Anggota Komisi I DPRD Samarinda, Markaca, mengungkapkan bahwa Komisi I berulang kali harus turun tangan sebagai mediator. Sengketa yang difasilitasi beragam, mulai dari konflik horizontal antarwarga, vertikal antara warga dengan korporasi, hingga masalah yang melibatkan aset pemerintah daerah sendiri.
“Laporan yang masuk cukup banyak. Ada yang berhadapan dengan perusahaan, ada juga masyarakat yang tanpa sadar membangun di atas tanah milik Pemkot karena tak punya izin,” jelasnya saat ditemui, Sabtu (27/9/2025).
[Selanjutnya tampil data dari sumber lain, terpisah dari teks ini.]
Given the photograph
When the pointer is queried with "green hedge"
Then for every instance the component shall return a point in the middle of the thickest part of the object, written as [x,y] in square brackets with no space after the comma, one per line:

Komisi I pernah memfasilitasi kasus-kasus besar seperti polemik lahan pemakaman Loa Bakung melawan PT BBE, sengketa lahan antara warga dan PT IPC di Palaran, hingga konflik di kawasan Perumahan STV Batu Cermin.
Menurut Markaca, terulangnya sengketa ini memiliki akar tunggal yang jelas: tumpang tindih dokumen kepemilikan yang disebabkan oleh lemahnya tata kelola administrasi pertanahan. Ia menilai Badan Pertanahan Nasional (BPN) memiliki peran sentral dan wajib bertindak lebih tegas dalam proses sertifikasi untuk mencegah penerbitan sertifikat ganda.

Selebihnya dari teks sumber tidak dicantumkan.